Final thoughts
There's not a whole lot to separate the ATI Radeon X1800 XL 256MB packages from ASUS and HIS. Both use reference cards without any company-specific tinkering, both perform in identical fashion, and both are available immediately.ASUS' EAX1800XL 256MB package is priced at around £299, so about £20 more than HIS' effort. The extra money goes towards a better software/gaming bundle, making it a true deluxe version. It's a case of ASUS buying power coming to the fore, as we've seen very similar bundles on other high-end ASUS cards of late, be they based on ATI or NVIDIA GPUs. Benchmark performance is strong in DirectX apps. and reasonable in OpenGL titles. The use of a reference design means that the heatsink's fan produces shifts pitch continuously when the card is under 3D load, and we had hoped that ASUS would bundle in its excellent SmartDoctor ASIC and software for better fan-speed regulation. Pre-overclocked core/memory speeds would have been nice, too, but ATI probably has tighter grip on partners' clock speeds than NVIDIA, whose partners have better leeway in setting GeForce 7800-series' clocks.
HIS also specifies the reference design for its retail card and everything that applies to the ASUS model also applies for HIS. With a lesser bundle and lower street price, HIS attempts to win over support by undercutting ASUS' price, offering its package for £279. When we compare both cards to the slightly cheaper NVIDIA's GeForce 7800 GT 256MB, ATI and NVIDIA are finely balanced. The Avivo display engine and the ability to run HDR with AA make Radeon X1800 XL cards attractive, whilst immediately multi-GPU support, available through NVIDIA's SLI technology, helps keep it in the picture.
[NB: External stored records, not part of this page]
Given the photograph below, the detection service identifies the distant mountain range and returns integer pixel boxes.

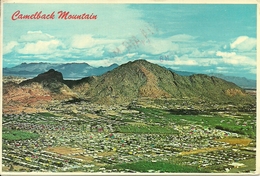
[17,60,252,104]
[3,62,256,89]
[3,62,118,79]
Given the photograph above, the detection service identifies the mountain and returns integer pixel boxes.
[168,68,194,76]
[3,62,256,89]
[64,60,253,104]
[3,62,118,79]
[8,60,254,104]
[209,73,256,89]
[168,68,256,89]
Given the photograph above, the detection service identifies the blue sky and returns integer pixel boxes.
[2,3,256,79]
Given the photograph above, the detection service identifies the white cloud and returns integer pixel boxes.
[85,45,104,57]
[71,35,96,49]
[169,34,196,42]
[230,36,256,51]
[18,39,63,55]
[3,41,19,54]
[139,38,179,55]
[216,51,256,66]
[18,31,54,42]
[216,51,236,58]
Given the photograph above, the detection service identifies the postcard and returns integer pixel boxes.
[1,1,259,175]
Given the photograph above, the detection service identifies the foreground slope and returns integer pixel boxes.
[70,60,253,103]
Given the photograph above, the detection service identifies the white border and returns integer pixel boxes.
[0,0,260,176]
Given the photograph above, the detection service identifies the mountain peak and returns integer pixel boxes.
[20,69,63,85]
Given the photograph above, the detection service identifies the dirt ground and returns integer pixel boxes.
[216,138,252,146]
[46,147,84,155]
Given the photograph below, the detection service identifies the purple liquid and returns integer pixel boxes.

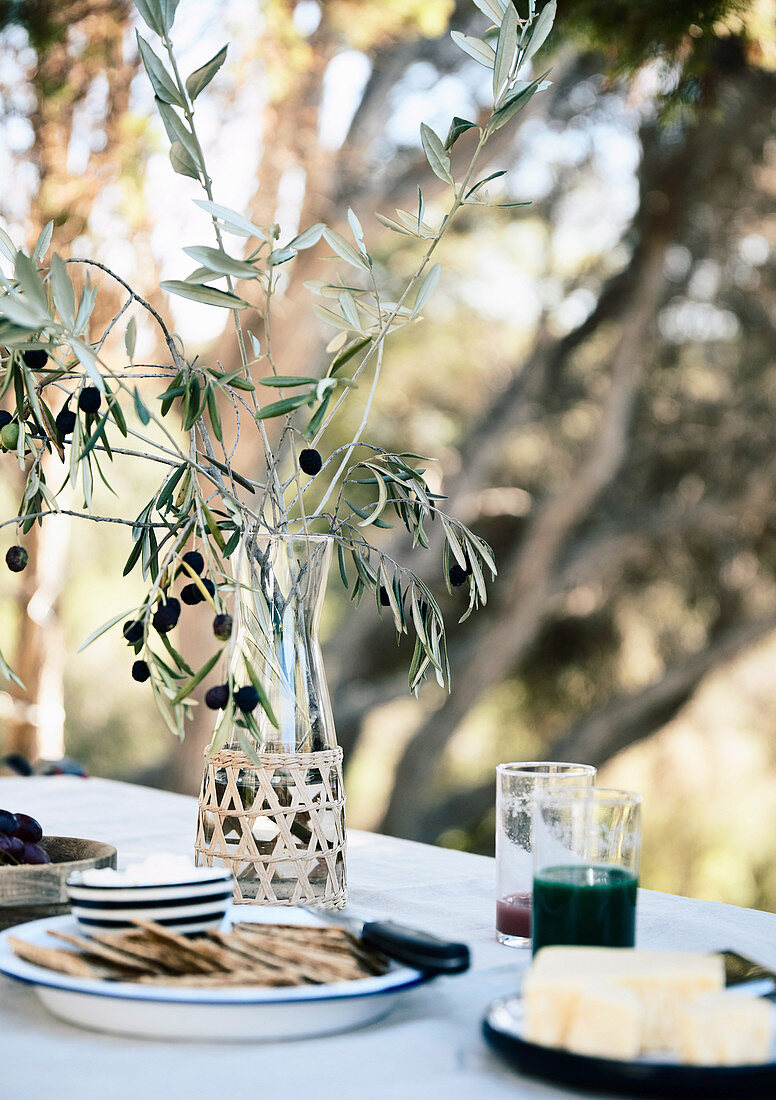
[495,893,531,939]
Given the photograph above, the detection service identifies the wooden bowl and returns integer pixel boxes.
[0,836,116,930]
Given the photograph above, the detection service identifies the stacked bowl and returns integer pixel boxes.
[67,867,233,935]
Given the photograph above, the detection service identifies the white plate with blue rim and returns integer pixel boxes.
[0,905,430,1042]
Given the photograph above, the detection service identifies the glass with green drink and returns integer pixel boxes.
[532,787,642,954]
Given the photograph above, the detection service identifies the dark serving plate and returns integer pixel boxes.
[482,997,776,1100]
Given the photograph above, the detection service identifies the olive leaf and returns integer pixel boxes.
[170,141,199,179]
[183,244,259,278]
[186,46,228,100]
[194,199,266,240]
[134,31,186,107]
[521,0,558,65]
[160,279,248,309]
[420,122,455,184]
[450,31,495,68]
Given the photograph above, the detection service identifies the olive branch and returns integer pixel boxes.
[0,0,556,747]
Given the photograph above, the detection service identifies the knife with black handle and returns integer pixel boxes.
[302,905,471,975]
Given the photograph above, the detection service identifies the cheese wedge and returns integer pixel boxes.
[676,993,774,1066]
[524,947,724,1057]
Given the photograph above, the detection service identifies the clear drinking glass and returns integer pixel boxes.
[495,760,595,947]
[533,787,642,954]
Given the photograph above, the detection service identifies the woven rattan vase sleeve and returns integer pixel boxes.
[195,747,347,909]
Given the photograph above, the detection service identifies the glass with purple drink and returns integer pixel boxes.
[495,760,595,947]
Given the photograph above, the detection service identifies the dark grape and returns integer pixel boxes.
[0,833,17,866]
[17,814,43,844]
[22,844,51,864]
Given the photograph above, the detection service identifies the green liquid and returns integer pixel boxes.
[533,865,638,954]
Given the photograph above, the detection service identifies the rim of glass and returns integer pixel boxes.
[495,760,598,779]
[536,787,644,806]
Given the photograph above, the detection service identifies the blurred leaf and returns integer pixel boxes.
[288,221,326,249]
[374,212,417,237]
[313,305,363,332]
[0,229,17,263]
[124,317,138,363]
[521,0,558,65]
[32,221,54,260]
[450,31,495,68]
[156,96,199,165]
[463,172,506,200]
[266,244,296,267]
[259,374,320,389]
[348,207,367,255]
[244,655,278,729]
[304,394,331,439]
[134,31,185,107]
[323,227,369,268]
[183,244,259,278]
[339,290,363,333]
[413,264,441,317]
[134,0,164,37]
[206,384,223,443]
[0,293,50,327]
[13,252,48,316]
[170,649,222,706]
[474,0,504,26]
[203,501,227,550]
[420,122,455,184]
[256,394,309,420]
[493,4,518,107]
[69,337,105,394]
[76,607,132,653]
[74,279,97,334]
[194,199,266,241]
[327,337,372,376]
[444,116,477,150]
[134,386,151,425]
[170,141,199,179]
[50,254,76,328]
[156,0,179,34]
[186,46,228,100]
[485,69,549,134]
[160,279,248,309]
[0,651,26,691]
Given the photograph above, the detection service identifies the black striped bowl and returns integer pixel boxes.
[67,868,233,935]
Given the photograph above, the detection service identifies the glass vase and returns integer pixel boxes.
[196,534,347,908]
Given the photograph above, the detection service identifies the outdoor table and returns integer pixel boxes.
[0,777,776,1100]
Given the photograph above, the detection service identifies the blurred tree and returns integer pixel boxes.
[0,0,776,884]
[0,0,135,760]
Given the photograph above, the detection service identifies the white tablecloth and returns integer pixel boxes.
[0,778,776,1100]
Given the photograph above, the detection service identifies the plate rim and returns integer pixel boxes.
[482,993,776,1078]
[0,906,436,1007]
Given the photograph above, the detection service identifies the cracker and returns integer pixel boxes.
[8,936,112,978]
[48,928,159,974]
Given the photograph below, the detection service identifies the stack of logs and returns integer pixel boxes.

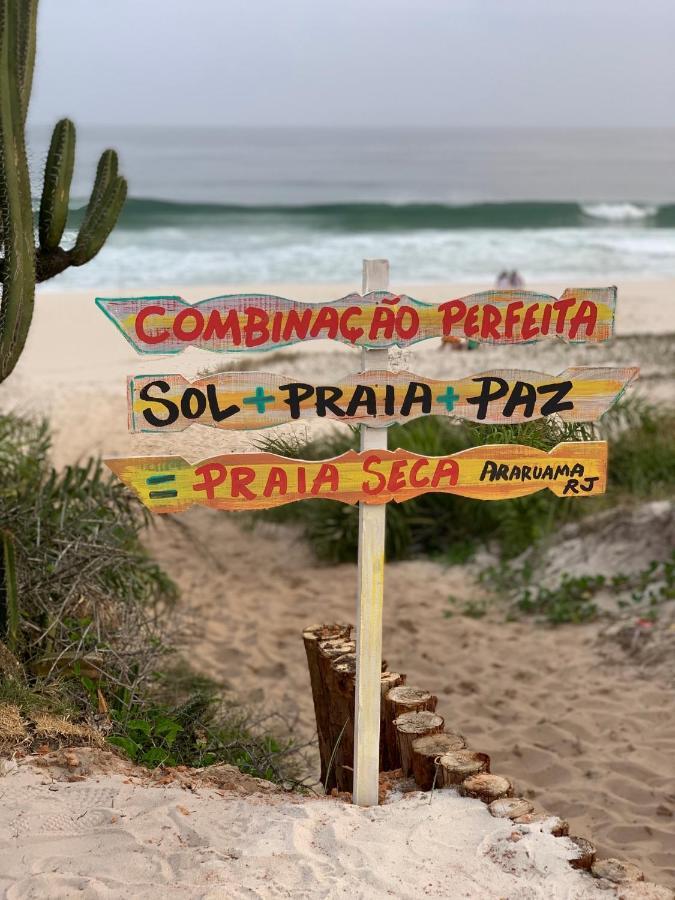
[302,625,595,868]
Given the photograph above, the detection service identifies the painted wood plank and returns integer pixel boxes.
[105,441,607,513]
[352,259,389,806]
[127,364,639,432]
[96,287,616,353]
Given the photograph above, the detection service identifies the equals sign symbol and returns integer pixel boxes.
[145,475,178,500]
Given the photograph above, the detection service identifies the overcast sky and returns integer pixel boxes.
[31,0,675,126]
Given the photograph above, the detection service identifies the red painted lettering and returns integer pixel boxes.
[438,300,466,337]
[263,466,288,497]
[230,466,255,500]
[431,459,459,488]
[361,453,387,494]
[192,463,227,500]
[173,306,204,341]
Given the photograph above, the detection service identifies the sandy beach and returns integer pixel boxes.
[0,281,675,898]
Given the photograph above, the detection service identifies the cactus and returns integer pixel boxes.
[0,0,127,381]
[0,531,19,652]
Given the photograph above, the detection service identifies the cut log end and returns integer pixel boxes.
[488,797,534,819]
[436,750,490,787]
[459,772,513,803]
[513,813,570,837]
[382,684,438,769]
[387,684,438,712]
[412,733,466,791]
[394,710,443,737]
[393,710,443,777]
[591,859,645,884]
[568,836,595,869]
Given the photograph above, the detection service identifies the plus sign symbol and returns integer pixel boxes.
[244,385,275,416]
[436,384,459,412]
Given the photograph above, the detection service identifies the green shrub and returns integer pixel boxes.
[255,401,675,562]
[0,415,297,783]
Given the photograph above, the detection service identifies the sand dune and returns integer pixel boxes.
[0,752,669,900]
[0,283,675,898]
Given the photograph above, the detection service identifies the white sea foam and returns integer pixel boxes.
[581,203,657,222]
[41,221,675,290]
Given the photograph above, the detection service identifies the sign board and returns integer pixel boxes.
[105,441,607,513]
[127,367,638,432]
[96,260,637,806]
[96,287,616,353]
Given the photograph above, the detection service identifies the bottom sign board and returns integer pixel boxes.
[105,441,607,513]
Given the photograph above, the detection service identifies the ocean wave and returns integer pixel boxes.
[58,197,675,233]
[581,203,658,222]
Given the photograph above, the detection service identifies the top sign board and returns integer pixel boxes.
[96,287,616,353]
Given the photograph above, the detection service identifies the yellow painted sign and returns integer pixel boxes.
[96,287,616,354]
[105,441,607,513]
[127,367,638,432]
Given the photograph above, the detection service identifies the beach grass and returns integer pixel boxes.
[0,414,298,785]
[254,399,675,562]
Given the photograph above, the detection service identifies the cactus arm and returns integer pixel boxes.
[39,119,75,251]
[0,0,35,381]
[33,146,127,282]
[70,175,127,266]
[13,0,38,122]
[83,149,118,216]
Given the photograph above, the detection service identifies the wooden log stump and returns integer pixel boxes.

ATI's Radeon X1800 XL GPU has enough going for it to be worthy of recommendation in the <£300 pricing bracket. ASUS and HIS take reference cards and dress them up in retail packages in their own way, with ASUS preferring a larger bundle and higher asking price, whilst HIS opts for a basic software selection and lower outlay. You pays your money and makes your choice. Here, though, there isn't a bad one to be made. Go for either Radeon-based cards or for an NVIDIA GeForce 7800 GT 256MB; all will make for decent stocking fillers for the readers that wants to enjoy games with maximum detail switched on.